There were no significant MK0683 differences

of TGF-β1 before and after splenectomy. The reason for the chronological changes in TGF-β1 levels after splenectomy is unknown because various factors including platelets may be involved in the production of TGF-β1. We also found a slightly higher number of TGF-β1 positive cells in non-tumor areas in the liver tissue of patients with HCC than in those without. Furthermore, the number of TGF-β1 positive cells significantly increased with the progression of liver fibrosis.[4, 21, 26, 42] In conclusion, splenectomy in cirrhotic patients with hepatitis may be able to improve liver fibrosis, cause beneficial immunological changes and lower the risk of carcinogenesis. It seems necessary to accumulate further cases to establish a convincing conclusion.
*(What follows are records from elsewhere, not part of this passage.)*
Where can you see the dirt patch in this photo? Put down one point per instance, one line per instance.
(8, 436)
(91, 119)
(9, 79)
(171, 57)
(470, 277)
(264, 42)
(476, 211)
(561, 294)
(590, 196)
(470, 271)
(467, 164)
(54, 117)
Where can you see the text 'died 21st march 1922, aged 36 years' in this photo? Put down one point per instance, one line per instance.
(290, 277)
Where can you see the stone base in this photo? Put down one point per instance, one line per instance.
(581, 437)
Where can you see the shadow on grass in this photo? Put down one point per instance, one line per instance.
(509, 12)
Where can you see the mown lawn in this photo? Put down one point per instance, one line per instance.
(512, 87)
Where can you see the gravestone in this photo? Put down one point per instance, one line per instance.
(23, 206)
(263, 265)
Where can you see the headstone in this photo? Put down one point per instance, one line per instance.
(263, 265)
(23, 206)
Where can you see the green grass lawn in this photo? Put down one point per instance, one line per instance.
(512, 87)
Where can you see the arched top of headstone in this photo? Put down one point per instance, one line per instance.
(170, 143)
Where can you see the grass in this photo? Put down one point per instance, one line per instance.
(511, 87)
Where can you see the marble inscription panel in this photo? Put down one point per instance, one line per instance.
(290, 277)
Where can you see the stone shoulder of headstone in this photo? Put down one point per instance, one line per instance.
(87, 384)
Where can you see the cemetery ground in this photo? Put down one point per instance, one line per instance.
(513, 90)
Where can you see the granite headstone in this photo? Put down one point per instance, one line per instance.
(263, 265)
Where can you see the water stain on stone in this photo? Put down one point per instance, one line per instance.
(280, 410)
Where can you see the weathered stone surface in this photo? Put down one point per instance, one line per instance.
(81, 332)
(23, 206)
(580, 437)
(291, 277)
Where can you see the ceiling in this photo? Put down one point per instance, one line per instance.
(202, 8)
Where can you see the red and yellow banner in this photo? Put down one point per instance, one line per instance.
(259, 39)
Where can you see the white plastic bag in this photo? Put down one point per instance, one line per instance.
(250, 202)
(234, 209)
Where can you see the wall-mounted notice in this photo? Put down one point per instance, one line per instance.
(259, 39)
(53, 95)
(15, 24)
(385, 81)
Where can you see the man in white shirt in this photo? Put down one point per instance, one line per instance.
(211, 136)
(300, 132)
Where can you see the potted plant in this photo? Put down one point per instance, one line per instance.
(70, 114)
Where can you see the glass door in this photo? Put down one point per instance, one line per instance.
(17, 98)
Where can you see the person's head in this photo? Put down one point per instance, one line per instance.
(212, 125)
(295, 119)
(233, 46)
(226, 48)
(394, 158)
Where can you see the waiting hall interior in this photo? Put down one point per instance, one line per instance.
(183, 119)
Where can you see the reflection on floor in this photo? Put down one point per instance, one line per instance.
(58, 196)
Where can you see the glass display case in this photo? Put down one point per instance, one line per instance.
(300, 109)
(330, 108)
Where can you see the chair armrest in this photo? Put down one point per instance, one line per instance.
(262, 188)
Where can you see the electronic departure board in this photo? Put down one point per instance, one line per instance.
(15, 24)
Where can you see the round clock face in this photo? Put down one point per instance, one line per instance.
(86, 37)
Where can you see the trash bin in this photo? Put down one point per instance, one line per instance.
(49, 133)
This study was partially supported by a Health and Labor Sciences Research Grant from the Ministry of Health, Labor and Welfare Japan, regarding Research on Intractable Diseases, Portal Hemodynamic Abnormalities. “
“Background

and Aim:  Antituberculosis drugs, isoniazid and rifampicin, in combination, are known to develop drug-induced hepatotoxicity (DIH). A higher risk of DIH during antituberculosis treatment (ATT) has been reported in the Indian subcontinent compared to its Western counterparts. The role of genetic factors in a higher incidence of ATT hepatotoxicity in the Indian population is still unclear. The present study was aimed at investigating MCE the role of the N-acetyltransferase2 (NAT2) and cytochrome P4502E1 FDA-approved Drug Library order (CYP2E1) gene polymorphisms in ATT hepatotoxicity. Methods:  The study population included 218 pulmonary tuberculosis patients who were started on ATT and followed

up for the occurrence of ATT-induced hepatitis. The genetic polymorphisms of the NAT2 and CYP2E1 genes were studied by polymerase chain reaction–restriction fragment length polymorphism. Results:  The occurrence of DIH was 18.8% (41/218). There was a higher prevalence of NAT2 slow-acetylator genotypes in DIH (70.73%) compared to non-DIH (44.63%; P < 0.05). The frequency of the NAT2*5/*7 and NAT2*6/*7 genotypes was significantly higher in DIH than non-DIH (19.51% vs 6.78%, and 19.51% vs 5.08%). No association of the CYP2E1 RsaI polymorphism could be demonstrated with DIH. However, the DraI C/D genotype of the CYP2E1 gene was mostly prevalent in DIH (85.37%), compared to non-DIH (64.41%) (P < 0.05). Slow-acetylator status and the CYP2E1 C/D or C/C genotype together showed a higher frequency in DIH (65.85%) compared to non-DIH (28.81%) (P < 0.0001). Conclusion:  The study demonstrates for the first time a possible association between the DraI polymorphism of the CYP2E1 gene and the risk of ATT hepatotoxicity.